Eatonville, the first black-town to have incorporated in the United States, is six miles north of Orlando. For the most part, driving through Eatonville sounds like it would be similar to driving through many small towns in the United States–towns without any particular markings that make them unique except to the people who live there.
Eatonville’s history is what sets it apart, and the fact that it has kept its identity through the changes for the last decades. The fact that it’s so close to the mega commercial build up of this part of Florida fascinates me.
It reminds me of the hidden stories all around the world. Tourists head to tourist destinations often unaware about the depth of the surrounding areas. When I read about Eatonville in the New York Times, its story compelled me to want to know more about this town. Lately the town is becoming more used to outsiders wandering in. The Zora Neale Hurston Festival of the Arts in January bring visitors in by the thousands.

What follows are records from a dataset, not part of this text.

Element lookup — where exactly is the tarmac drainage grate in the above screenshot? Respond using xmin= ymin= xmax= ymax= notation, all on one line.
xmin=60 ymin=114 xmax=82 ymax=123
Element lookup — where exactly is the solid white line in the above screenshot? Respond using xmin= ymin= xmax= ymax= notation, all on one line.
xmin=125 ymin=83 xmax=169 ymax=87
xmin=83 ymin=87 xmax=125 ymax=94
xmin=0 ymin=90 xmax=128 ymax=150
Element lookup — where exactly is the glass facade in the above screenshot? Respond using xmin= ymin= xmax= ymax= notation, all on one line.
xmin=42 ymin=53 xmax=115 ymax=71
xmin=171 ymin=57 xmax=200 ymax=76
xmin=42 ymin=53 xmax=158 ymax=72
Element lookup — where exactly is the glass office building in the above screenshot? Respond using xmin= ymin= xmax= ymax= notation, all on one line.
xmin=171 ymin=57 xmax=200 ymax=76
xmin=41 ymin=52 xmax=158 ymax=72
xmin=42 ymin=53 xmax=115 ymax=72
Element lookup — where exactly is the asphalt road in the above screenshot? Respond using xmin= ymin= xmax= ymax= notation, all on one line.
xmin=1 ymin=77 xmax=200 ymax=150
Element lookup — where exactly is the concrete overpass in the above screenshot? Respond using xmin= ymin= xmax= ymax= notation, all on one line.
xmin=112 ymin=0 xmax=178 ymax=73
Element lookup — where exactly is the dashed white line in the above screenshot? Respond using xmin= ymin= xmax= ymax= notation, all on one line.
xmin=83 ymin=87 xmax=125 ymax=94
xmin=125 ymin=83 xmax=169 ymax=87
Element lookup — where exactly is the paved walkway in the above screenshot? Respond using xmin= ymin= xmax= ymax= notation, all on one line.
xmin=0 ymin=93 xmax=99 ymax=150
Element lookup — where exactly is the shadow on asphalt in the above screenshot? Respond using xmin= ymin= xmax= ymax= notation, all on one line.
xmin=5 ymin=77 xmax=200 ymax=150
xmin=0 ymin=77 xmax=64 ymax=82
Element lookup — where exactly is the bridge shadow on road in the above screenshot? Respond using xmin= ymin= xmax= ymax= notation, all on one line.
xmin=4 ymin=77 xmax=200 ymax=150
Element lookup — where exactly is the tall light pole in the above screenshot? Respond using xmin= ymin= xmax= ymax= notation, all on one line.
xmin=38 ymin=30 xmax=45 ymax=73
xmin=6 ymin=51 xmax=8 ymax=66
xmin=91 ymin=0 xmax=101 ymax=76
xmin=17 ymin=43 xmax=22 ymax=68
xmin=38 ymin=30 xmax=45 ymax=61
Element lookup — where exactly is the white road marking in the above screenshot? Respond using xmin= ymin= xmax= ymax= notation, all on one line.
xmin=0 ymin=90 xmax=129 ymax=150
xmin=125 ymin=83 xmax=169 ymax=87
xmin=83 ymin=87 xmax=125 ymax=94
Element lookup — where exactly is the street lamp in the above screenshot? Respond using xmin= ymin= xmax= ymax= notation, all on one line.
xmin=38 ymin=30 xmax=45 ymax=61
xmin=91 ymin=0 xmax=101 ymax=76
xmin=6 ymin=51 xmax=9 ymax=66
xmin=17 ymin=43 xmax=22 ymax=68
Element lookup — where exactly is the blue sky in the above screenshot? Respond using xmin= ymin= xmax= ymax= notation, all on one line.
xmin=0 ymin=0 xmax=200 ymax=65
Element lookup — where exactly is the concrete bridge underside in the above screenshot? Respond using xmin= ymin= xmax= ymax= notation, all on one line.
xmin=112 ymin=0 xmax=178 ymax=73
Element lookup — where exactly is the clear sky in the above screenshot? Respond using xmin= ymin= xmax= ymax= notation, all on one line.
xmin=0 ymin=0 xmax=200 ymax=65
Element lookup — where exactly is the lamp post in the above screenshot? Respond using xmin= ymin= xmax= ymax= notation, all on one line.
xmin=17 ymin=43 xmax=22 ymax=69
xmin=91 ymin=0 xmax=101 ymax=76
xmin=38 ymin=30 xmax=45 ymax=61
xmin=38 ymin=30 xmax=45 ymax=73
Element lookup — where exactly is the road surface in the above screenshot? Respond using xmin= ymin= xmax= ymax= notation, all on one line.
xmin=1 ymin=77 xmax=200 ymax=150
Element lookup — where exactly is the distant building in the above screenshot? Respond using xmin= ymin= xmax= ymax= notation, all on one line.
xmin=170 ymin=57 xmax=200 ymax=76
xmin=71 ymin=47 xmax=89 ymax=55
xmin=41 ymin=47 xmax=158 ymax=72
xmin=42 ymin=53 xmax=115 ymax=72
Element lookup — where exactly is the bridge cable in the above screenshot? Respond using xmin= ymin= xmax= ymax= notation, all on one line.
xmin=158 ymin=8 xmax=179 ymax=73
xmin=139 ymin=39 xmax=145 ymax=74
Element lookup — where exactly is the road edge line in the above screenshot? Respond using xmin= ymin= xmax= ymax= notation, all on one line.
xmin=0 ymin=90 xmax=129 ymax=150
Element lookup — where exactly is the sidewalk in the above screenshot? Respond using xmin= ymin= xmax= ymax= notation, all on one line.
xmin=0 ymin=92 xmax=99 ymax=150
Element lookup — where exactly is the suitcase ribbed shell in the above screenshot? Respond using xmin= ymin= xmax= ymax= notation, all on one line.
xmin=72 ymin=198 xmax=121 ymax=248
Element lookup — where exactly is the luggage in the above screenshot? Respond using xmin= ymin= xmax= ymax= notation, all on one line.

The descriptions of the apprehension of the people in Eatonville towards people not from there visiting reminds me a bit of what my mother’s hometown in southeastern Kentucky is like. Because of the stereotypes of Appalachian culture there has been a bit of an unease at times when visitors, particularly from the north, have shown up in town for a look-see. Over the years, the suspicion has waned, but when I was a child I heard about the wariness from the people who felt wary.